Draghi allayed the fears of higher inflation with some simple analysis in which he concluded that rather than inflation being a risk, the recessionary conditions in Europe were more likely to lead to deflation. Draghi said very plainly in a statement after his parliamentary appearance, and a point backed up by the eurozone having 11.5 per cent unemployment and weakening leading indicators, that "in our assessment, the greater risk to price stability is currently falling prices in some euro-area countries … In this sense [the planned bond buying progam] are not in contradiction to our mandate: in fact, they are essential for ensuring we can continue to achieve it.”

Draghi appears to have allayed some of the Germans' concern. Chancellor Angela Merkel’s budget spokesperson acknowledged that Draghi’s "uppermost focus is the maintenance of price stability”.

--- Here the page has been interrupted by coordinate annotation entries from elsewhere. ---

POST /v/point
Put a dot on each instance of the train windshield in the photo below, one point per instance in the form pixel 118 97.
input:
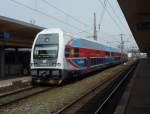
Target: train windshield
pixel 46 46
pixel 45 51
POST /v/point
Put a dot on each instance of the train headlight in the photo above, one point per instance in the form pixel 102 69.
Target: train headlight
pixel 33 72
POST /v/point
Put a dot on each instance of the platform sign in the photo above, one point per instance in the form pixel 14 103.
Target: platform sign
pixel 4 35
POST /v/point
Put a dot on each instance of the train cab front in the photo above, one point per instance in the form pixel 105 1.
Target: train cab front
pixel 46 62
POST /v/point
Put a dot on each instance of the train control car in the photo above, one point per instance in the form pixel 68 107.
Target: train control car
pixel 57 56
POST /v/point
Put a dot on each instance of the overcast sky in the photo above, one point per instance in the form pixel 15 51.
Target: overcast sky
pixel 45 15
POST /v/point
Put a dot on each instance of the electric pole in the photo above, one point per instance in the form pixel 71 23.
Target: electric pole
pixel 122 43
pixel 95 31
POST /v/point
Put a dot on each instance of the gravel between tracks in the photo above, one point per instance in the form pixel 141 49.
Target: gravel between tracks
pixel 50 101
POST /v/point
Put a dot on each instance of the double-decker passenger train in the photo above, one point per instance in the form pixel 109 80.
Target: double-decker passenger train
pixel 57 56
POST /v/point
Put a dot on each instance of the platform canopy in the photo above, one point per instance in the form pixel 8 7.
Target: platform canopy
pixel 19 33
pixel 137 13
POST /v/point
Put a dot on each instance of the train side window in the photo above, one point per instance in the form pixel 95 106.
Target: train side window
pixel 76 52
pixel 67 52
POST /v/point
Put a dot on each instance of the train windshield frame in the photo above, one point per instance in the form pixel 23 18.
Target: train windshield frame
pixel 46 46
pixel 46 51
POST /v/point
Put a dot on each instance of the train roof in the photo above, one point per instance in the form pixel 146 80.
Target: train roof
pixel 94 45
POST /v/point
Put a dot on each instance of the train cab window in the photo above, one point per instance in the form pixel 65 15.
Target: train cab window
pixel 67 52
pixel 76 52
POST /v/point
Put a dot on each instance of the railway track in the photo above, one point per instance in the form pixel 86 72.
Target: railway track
pixel 15 96
pixel 95 100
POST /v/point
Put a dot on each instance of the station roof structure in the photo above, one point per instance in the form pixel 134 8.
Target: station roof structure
pixel 137 13
pixel 21 33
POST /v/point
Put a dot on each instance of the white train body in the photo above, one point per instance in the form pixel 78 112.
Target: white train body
pixel 57 55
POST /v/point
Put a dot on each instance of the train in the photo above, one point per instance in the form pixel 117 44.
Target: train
pixel 57 56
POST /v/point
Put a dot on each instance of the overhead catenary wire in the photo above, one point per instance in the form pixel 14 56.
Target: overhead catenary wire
pixel 58 9
pixel 119 28
pixel 116 14
pixel 49 16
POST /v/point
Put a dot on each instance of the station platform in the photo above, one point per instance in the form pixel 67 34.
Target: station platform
pixel 136 98
pixel 13 84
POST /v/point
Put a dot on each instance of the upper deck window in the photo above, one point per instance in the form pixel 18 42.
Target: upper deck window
pixel 48 39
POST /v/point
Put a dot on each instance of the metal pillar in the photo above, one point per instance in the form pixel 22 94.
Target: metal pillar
pixel 2 62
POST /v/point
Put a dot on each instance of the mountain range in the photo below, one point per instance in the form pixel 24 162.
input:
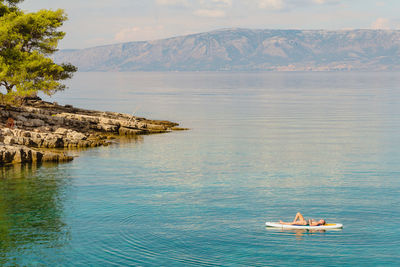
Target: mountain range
pixel 248 50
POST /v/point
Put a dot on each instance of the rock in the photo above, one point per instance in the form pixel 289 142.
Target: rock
pixel 9 140
pixel 41 124
pixel 128 131
pixel 76 135
pixel 61 131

In addition to inflation, the Germans are also worried that the ECB bond buying program risks compromising the finances of members of the ECB given, by definition, the favourable financial treatments being directed to the weakest members. Draghi again quashed these concerns reiterating the point that "The ECB intervenes only in countries where the economy and public finances are on a sustainable path”. In other words, the bond buying program comes with strings attached.

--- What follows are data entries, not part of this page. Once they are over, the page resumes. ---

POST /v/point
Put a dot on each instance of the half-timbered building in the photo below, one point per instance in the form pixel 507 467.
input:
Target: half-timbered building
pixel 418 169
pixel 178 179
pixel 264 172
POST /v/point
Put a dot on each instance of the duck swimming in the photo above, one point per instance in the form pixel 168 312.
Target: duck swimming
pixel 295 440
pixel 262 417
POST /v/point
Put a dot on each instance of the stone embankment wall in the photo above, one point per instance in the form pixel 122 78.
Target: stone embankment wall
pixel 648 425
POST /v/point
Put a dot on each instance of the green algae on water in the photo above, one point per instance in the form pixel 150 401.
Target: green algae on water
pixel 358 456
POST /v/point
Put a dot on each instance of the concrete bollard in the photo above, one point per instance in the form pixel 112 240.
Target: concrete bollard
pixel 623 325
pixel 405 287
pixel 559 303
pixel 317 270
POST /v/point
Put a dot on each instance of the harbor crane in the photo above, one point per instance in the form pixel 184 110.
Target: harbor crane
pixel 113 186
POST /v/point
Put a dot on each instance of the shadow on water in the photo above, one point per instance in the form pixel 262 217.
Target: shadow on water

The economic woes in the UK continue to unfold and so fragile is the UK economy that Bank of England Governor Mervyn King indicated overnight that a fresh tranche of QE was likely in the near term. The BoE has already cut interest rates to 0.5 per cent and delivered £375 billion of QE. King said that the BoE was "ready to inject more money into the economy” as a result of the ongoing recessionary conditions.

He went further saying the "damaged banking system means that today banks aren’t creating enough money. We have to do it for them.”

So there we have it. In the last 24 hours, the Fed, the ECB and BoE who together account for around 42 per cent of global GDP have told the markets that the banks, economic conditions and inflation risks are so ugly that not only will interest rates be kept near zero, but that they will be printing many billions of dollars, euros and pounds to try to get an economic recovery locked in.

Throw in Japan and Canada (to a slightly lesser extent) and you have half of the world’s economy with economic problems so bad that the central banks are all but flying around in helicopters throwing cash onto the streets.

This is a big part of the global background for the RBA as it considers monetary policy settings in less than two weeks.

The fact that the inflation data exceeded the forecasts of some in the market says more about the forecasting prowess of the market than the fact that annual inflation is 2.0 per cent, with the underlying measure at 2.5 per cent. These inflation rates include the hit from the carbon tax which is probably around 0.5 percentage points on the headline measure and 0.2 percentage points on the underlying rate. Inflation is low.

The RBA’s counterparts around the world are very scared about the outlook for their economies. Their policy actions say that. It would be glib, no an error, if the RBA did not take account of the risks to Australia from more than half the world being in recession when it considers interest rates next month. That is why a further interest rate cut is close to certain.